Tijdens haar gevangenschap kreeg Boissevain een dasje toegestuurd, dat door haar vriendin Willemijn Posthumus-van der Goot was gemaakt van allerlei persoonlijke oude lapjes. Dit vormde de inspiratiebron voor de latere nationale feestrok of bevrijdingsrok. In aanloop naar de viering van de eerste Bevrijdingsdag in 1946 opperde Boissevain het idee om vrouwen feestrokken te laten maken van oude lapjes. Textiel was nog op de bon, maar oude lapjes had iedereen wel. Bovendien zouden de lapjes symbool staan voor eenheid in verscheidenheid en wederopbouw, doordat van iets ouds iets nieuws werd gemaakt.

De rok was ook een symbool van harmonie, saamhorigheid, samenwerking, vernieuwing en de rol van vrouwen bij de wederopbouw. Volgens Boissevain zouden vrouwen namelijk op politiek en huiselijk vlak een belangrijke rol spelen. Vrouwen zouden het goede en mooie brengen, en dingen die kapot waren weer herstellen tot een sterk geheel.

Er werd een speciaal lied geschreven en de rokken konden worden geregistreerd bij het Internationaal Archief voor de Vrouwenbeweging (het huidige Atria, kennisinstituut voor gendergelijkheid en vrouwengeschiedenis). Uiteindelijk werden zo’n vierduizend bevrijdingsrokken geregistreerd.
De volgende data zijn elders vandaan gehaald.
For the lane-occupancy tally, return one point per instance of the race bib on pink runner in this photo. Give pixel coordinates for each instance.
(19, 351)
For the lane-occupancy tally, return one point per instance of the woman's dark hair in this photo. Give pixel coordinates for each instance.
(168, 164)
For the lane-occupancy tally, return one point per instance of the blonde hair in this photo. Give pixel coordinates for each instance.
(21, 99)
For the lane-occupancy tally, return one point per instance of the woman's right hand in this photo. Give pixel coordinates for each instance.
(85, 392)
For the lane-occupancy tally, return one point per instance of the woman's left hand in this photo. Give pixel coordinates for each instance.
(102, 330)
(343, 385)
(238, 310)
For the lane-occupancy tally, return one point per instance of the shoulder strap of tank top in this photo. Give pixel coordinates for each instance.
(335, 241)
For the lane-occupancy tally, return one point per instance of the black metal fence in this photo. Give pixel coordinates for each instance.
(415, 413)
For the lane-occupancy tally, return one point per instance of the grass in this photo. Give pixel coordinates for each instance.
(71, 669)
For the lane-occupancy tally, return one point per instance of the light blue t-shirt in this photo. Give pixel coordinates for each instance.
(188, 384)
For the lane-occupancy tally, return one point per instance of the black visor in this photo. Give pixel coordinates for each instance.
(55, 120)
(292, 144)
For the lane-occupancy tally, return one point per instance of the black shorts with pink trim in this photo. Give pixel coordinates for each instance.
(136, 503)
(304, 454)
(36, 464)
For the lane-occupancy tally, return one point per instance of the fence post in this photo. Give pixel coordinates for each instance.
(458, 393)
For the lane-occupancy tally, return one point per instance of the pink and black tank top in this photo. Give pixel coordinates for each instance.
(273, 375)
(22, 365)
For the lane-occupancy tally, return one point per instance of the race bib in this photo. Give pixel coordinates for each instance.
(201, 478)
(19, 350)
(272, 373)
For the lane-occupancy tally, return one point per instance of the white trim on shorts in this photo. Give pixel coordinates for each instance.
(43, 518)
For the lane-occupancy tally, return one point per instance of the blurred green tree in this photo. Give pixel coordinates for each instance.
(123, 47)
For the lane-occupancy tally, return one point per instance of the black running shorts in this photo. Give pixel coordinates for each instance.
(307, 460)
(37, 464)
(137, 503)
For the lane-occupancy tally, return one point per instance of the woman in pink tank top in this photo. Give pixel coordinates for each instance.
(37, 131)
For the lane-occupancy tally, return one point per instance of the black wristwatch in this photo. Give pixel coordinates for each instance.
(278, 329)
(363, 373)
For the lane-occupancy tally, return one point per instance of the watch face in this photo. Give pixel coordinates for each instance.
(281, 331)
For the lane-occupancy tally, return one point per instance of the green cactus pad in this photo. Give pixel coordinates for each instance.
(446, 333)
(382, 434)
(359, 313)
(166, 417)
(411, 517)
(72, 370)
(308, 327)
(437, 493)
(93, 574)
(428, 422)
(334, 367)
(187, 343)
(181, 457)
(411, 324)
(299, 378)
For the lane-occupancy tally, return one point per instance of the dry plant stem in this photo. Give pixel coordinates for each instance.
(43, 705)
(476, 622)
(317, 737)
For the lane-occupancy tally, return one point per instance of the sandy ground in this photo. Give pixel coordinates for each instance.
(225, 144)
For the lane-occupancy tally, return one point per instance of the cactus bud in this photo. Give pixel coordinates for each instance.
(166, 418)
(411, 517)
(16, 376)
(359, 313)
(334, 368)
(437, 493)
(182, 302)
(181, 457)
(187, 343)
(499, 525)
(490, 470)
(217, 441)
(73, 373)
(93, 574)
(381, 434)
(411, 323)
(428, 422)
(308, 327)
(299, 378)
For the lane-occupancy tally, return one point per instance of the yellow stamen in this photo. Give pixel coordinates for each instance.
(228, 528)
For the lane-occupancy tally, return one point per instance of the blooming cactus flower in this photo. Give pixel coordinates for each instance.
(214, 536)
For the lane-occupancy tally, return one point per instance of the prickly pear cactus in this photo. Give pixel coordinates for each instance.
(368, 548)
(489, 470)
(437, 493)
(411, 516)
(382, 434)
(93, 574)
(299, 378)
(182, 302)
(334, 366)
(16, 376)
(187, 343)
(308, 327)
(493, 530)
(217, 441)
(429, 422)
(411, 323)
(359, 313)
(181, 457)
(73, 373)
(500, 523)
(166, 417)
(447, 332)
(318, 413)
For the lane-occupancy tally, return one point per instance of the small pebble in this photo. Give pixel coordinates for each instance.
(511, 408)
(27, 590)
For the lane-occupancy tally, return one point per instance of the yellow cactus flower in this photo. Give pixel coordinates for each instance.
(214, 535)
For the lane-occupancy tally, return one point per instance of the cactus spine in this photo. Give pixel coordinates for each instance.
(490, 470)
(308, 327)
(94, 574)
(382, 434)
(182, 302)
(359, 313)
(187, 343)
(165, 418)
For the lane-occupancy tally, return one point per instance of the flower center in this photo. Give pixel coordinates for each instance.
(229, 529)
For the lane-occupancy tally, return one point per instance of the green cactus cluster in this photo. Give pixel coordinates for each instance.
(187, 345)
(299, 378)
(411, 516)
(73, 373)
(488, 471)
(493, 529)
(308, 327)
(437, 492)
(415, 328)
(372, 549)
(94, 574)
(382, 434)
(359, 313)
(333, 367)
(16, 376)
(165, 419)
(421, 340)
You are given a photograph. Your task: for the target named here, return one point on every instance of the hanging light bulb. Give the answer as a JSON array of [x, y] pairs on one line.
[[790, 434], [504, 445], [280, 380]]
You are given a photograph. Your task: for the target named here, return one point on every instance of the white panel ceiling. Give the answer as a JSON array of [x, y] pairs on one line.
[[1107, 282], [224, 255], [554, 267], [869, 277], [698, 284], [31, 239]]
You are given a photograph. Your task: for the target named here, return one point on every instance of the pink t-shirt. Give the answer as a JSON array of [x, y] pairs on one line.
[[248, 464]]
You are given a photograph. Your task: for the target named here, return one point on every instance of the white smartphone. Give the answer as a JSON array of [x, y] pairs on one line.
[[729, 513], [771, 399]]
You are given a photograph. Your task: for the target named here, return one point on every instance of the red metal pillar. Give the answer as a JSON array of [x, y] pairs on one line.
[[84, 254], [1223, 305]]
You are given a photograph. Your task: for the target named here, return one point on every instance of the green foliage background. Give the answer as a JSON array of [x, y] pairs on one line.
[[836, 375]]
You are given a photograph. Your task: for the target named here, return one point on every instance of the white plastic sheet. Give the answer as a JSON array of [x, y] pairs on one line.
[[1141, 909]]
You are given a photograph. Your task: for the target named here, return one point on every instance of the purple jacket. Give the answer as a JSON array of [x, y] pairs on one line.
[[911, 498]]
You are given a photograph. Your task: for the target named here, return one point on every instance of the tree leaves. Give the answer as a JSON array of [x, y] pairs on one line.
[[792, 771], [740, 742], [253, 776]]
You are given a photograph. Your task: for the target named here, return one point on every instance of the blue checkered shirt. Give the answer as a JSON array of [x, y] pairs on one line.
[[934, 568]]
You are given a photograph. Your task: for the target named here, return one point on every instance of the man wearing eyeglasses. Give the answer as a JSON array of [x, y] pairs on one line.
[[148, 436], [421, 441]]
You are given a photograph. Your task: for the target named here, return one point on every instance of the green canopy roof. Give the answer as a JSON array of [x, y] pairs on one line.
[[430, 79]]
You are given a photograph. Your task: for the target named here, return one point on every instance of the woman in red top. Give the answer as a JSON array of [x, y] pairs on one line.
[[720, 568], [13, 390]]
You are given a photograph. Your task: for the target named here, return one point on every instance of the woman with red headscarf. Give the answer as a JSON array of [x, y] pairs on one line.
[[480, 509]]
Bevrijdingsrokken tentoonstelling 'En tóch staat de Martini'

Levensrok?

Het was de bedoeling dat de rokken werden gedragen op feestdagen en belangrijke persoonlijke gebeurtenissen. De data hiervan konden vervolgens weer in de rokken verwerkt worden. Op deze wijze zouden de rokken het levensverhaal van de draagster gaan vertellen, zo was het idee. Mies Boissevain-van Lennep prefereerde zelf dan ook de term ‘levensrok’.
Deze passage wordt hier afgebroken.